Wednesday, February 23, 2011

Dear John, wright and wrong, the aggression of "about"

1. C.K. Stead, in an interesting LRB article [gated] about T.S. Eliot and Katherine Mansfield, quotes this letter from TSE to Mansfield's then-widower John Middleton Murry:
My dear John,
You know it is impossible for me to come to your wedding, as I am in a bank and cannot get away at such an hour. I am sure that you have done the best thing for yourself in marrying again, but you know that it has always been impossible for me to understand any of your actions.
Ever yours
T.S.E.
2. A series of puns on W/right in a Google reader thread led me to look up the etymologies of right and wrong to find out why there's a w in wrong. The "original" meanings were straight/crooked; "right" is from the rect- root and "wrong" seems to have begun life as part of the conjugation of "wring" in the wrung-out-of-shape sense. [The first Mid. E. uses of "wrong" are in place names like "Wrangebroc" and "Wrongedichhundred" (a hundred is an administrative unit).] There seems to be no principle behind the w in wring/wrong; the Old Norse and High German forms are w-less. On the other hand the w in wright is there for a reason,"wright" having come from forms that had the form "worked" via the interchange of front vowels and r that is so common in Middle E. (cf. "bryd" for "bird" etc.)

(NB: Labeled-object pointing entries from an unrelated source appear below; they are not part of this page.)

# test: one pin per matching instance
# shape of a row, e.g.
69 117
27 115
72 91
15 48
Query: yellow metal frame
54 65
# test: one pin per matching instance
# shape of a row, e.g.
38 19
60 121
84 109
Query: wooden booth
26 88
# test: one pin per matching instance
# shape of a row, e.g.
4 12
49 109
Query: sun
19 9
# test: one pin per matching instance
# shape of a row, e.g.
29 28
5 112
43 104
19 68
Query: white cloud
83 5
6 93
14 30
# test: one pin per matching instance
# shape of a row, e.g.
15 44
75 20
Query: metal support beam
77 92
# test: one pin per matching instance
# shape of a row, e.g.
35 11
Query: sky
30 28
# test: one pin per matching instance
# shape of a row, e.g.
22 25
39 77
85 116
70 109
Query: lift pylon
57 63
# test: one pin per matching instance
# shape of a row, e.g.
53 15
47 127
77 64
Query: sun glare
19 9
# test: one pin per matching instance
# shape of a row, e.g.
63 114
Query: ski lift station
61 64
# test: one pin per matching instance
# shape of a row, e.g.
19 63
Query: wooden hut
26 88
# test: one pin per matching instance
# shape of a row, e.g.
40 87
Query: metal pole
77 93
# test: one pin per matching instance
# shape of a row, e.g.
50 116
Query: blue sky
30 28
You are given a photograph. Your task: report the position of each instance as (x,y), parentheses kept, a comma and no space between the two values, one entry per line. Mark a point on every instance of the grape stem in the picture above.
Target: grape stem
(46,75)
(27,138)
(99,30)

Interestingly "wrong" once meant "oblong" -- a rectangle being, one supposes, a wrecked tangle.

3. David Orr encounters the law and literature movement in the form of an anthology on the Poetry of Law; re the preposition, he says:
And it’s comforting, isn’t it, to suppose that pursuits like law and poetry aren’t really “about” each other in the almost aggressive way that instruction manuals are about food processors, but rather are as delicately interrelated as sea and shore, or bees and roses.

4. Gaddafi's flamboyantly Elizabethan approach to spelling (Language Log; see also Johnson) and Elizabethanly flamboyant approach to dress (Vanity Fair). Discuss: is he the Christopher Marlowe of our age?

2 comments:

Jenny Davidson said...

The Chiltern Hundreds! (A term I must have learned by reading Trollope's Palliser novels?)

Zed said...

For some reason I was "reading" the Domesday book last Christmas, and it had hundreds of hundreds. I was vaguely aware of "taking the Chiltern hundreds" as a euphemism for leaving Parliament (why? no idea. Possibly the Chesterton essay) but hadn't made the connection at all; thanks!